This makes no sense and is not clear with proper boundaries around it making it confusing for parents especially.
The best way to support these children and families would be to have supports in place for the families. What’s the point if parents can’t access the interventions necessary or if we are on wait lists longer than 12 months? There is nothing solid in place. Early intervention is severely miss represented - there is anything properly set up.
NDIS participants are a gold mine for many and not a lot of accountability for those providing services to families with disabilities. Pricing should be structured and dependant on the capabilities of the service - not all services are equal. There needs to be a lot more governance around those who provide services.
There needs to be a lot more services available for families to minimise wait lists.
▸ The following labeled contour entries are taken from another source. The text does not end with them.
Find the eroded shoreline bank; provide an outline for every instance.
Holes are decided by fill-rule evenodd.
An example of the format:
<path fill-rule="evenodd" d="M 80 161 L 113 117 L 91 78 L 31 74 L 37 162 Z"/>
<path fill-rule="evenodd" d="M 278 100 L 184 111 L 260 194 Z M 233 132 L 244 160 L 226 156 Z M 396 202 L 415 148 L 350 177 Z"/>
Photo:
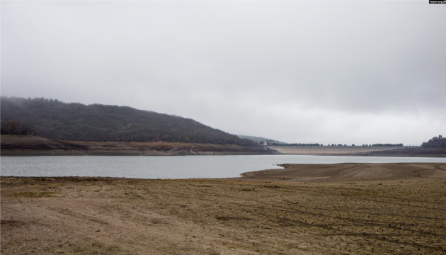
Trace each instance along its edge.
<path fill-rule="evenodd" d="M 380 165 L 226 179 L 1 177 L 1 251 L 445 254 L 446 164 Z"/>

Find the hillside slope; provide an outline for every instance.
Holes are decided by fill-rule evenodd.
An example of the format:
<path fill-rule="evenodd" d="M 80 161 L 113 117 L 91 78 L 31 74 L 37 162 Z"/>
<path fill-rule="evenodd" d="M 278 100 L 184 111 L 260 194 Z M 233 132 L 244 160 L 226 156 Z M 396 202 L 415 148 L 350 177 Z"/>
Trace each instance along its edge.
<path fill-rule="evenodd" d="M 58 140 L 255 144 L 192 119 L 127 106 L 4 96 L 1 103 L 2 134 L 25 127 L 27 133 Z"/>

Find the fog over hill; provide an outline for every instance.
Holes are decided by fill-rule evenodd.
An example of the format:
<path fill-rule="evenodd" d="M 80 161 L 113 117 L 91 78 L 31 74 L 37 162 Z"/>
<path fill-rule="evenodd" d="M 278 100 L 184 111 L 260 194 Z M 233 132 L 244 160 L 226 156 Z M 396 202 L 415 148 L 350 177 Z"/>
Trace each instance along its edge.
<path fill-rule="evenodd" d="M 23 131 L 24 130 L 24 131 Z M 1 97 L 1 132 L 73 141 L 255 144 L 190 118 L 127 106 Z"/>

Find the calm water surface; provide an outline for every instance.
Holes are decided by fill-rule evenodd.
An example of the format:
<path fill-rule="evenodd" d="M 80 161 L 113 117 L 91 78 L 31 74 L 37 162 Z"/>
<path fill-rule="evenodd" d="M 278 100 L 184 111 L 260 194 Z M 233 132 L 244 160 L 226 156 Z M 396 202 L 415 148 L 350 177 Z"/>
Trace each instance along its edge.
<path fill-rule="evenodd" d="M 141 178 L 239 177 L 280 168 L 278 164 L 441 162 L 446 158 L 256 156 L 38 156 L 1 157 L 2 176 L 101 176 Z"/>

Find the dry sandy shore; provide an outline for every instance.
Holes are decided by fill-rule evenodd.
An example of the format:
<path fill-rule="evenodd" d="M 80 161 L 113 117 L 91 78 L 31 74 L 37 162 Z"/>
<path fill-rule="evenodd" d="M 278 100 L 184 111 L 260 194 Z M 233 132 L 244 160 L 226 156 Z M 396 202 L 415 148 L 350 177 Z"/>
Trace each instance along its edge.
<path fill-rule="evenodd" d="M 1 178 L 1 254 L 445 254 L 446 164 Z"/>

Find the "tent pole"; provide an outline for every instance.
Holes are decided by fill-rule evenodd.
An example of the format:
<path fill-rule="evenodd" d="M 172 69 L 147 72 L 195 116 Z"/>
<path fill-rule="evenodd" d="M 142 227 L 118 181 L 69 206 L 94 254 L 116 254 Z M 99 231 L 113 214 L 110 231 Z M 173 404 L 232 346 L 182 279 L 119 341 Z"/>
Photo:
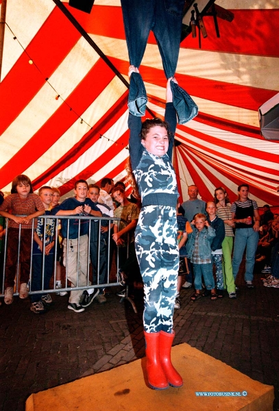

Support Coordinators go unmonitored - families are depending on these workers to help get them set up well and inform them on processes. Families are left to figure everything out on our own while workers get paid for it. NDIS workers are too overloaded to even be able to help properly so families are left unsupported and left to figure it all out on our own.
We were denied funding to do Auslan because our baby was a newborn, we were told this could be an option later down the track as she aged. Communication starts from birth and is an important regardless of age - it’s also important to start as early as possible both for families and the participants.
Adjusting to a child with disabilities is already a big deal physically, emotionally and financially. Having supports prepared and in place give families a good start.
Outside support groups tend to offer more support than the NDIS.
Maternal Health Nurses offered more help than those employed to support the families. NDIS should be taking recommendations from health professionals to be more accurate. Support coordinators should properly support parents if that is their job and to explain the structures and provide understanding about the NDIS to parents/participants. We need workers who will support us well.
Parents should be offered funding to help at home with a support workers. More support should be offered to parents in terms of a social worker and counselling. In the early weeks of the birth appointments are constant and costly interns of travel, parking etc. Funding for travel is considered to be “parental responsibility” but it cost us a lot financially to make those appointments and it is still a struggle to recover from all the costs.
Maternal Health Nurses should be able to give more help as the frontline workers for families.
Regular feed back from participants regarding providers and workers, better regulation to improve the quality of supports and services given to families.
The funding is great but what is the point if there are not enough services available. More incentives to support employment in the NDIS areas may help.